Кто не верит, что критик умер, предлагаю вспомнить постмодернистский манифест 1968 года прошлого века «Смерть автора» Ролана Барта, где он объяснял, что автор больше не имеет прав на свой текст, а уж критик тем более не имеет права разъяснять нам, что же хотел сказать автор. Когда-то автор и критик были богами. Все сводили к автору, к его внутреннему миру. Люди по слабости своей полагали, что все творчество Ван Гога — в его сумасшествии, Чайковского — в его ориентации, а Кафки — в его неумении сладить с отцом. Это и прочее психоложество изжили себя. Царства автора и критика рухнули.

Это в XIX веке Достоевский менял сознание эпохи, а Белинский изменял судьбу Достоевского. Одним росчерком пера Белинский мог приговорить Достоевского, сперва назначив его гением, а потом объявив: «Надулись же мы, друг мой, с Достоевским-гением», — и от Федора Михайловича тут же все отвернулись. А потом только за чтение одного письма Белинского Достоевский пошел в каторгу. Вот это был масштаб! Теперь это нет и быть не может. Не найдется уже такой неистовый Виссарион, настолько яркий и безбашенный, что его тексты и сегодня цензуры не пройдут. В СССР мы все смотрели, читали и любили одно и то же, и критик еще был всесилен. Сегодня мы смотрим и читаем разное, почти не пересекаясь. Как критик собирается нас ориентировать в таком пространстве? Он в любом случае узурпатор.

Чтобы не создалось впечатления, что я топчусь на чужой могиле, объясню, что это я делаю на своей собственной. Десять лет назад меня и моих коллег, телевизионных культурных журналистов, тоже извели как класс. Мы приняли это по-разному, но в большинстве своем весело. Просто наша телевизионная могила стоит уже покрытая нежной зеленой травкой. А ваша еще вся перекопана.

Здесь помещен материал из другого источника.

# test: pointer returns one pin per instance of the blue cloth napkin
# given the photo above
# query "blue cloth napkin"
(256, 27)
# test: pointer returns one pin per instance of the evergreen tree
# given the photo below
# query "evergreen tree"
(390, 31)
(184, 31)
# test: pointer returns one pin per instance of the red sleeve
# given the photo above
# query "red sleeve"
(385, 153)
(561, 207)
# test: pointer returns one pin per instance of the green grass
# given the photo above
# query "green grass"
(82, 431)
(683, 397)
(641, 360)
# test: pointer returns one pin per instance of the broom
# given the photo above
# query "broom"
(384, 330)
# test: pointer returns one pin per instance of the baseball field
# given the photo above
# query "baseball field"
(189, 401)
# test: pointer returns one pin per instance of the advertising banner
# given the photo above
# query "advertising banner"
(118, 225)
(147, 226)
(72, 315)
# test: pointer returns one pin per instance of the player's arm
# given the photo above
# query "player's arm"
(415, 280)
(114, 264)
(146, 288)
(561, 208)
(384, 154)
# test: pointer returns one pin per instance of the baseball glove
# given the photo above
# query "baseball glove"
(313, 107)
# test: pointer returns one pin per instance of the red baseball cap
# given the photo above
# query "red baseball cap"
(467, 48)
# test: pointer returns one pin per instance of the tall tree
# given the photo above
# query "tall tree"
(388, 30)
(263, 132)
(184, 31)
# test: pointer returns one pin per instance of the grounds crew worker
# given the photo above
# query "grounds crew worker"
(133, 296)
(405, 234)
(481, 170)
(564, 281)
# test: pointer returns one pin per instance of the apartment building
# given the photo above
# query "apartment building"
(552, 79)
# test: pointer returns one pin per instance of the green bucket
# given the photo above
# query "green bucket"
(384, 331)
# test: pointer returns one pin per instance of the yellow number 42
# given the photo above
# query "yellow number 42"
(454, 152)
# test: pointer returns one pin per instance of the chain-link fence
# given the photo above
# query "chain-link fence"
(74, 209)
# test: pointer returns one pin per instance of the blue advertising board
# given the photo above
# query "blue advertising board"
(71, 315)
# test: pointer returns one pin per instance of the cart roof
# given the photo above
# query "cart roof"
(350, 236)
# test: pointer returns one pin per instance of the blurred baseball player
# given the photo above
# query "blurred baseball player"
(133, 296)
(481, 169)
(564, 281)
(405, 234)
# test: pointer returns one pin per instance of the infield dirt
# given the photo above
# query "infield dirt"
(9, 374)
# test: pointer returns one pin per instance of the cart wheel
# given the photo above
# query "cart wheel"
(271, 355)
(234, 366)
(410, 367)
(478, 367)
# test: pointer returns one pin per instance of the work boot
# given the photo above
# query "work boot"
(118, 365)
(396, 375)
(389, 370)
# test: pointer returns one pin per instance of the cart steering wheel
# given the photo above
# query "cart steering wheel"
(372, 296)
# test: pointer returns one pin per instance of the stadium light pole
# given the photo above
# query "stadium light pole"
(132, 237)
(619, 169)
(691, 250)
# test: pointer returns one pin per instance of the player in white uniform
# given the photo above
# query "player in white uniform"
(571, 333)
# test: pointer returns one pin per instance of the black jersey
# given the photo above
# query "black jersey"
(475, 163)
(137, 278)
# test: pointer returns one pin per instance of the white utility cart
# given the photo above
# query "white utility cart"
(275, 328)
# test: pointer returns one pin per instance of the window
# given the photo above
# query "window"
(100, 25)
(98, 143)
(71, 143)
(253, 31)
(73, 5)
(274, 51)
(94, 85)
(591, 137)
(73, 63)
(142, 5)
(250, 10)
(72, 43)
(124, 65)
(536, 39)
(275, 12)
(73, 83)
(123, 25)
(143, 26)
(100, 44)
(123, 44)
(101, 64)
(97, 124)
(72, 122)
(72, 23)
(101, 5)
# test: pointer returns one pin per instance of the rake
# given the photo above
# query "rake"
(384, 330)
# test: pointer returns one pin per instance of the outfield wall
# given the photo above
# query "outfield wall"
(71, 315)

Тем, кто говорит, что «культурная журналистика должна быть, потому что это зеркало, в которое смотрится художник» (Наталья Каминская), скажу: не переживайте. То, что должно быть отрефлексировано, — будет отрефлексировано. «Умрите геройски!», как пел Высоцкий. Устранив критика, мы сделаем пространство чище от навязанных нам оценок. «Глухой глухого звал к суду судьи глухого». Мы уберем глухого судью и оставим глухих наедине со своим врожденным дефектом без иллюзии справедливого суда. И без «ориентира». Что это будет? Интересно посмотреть.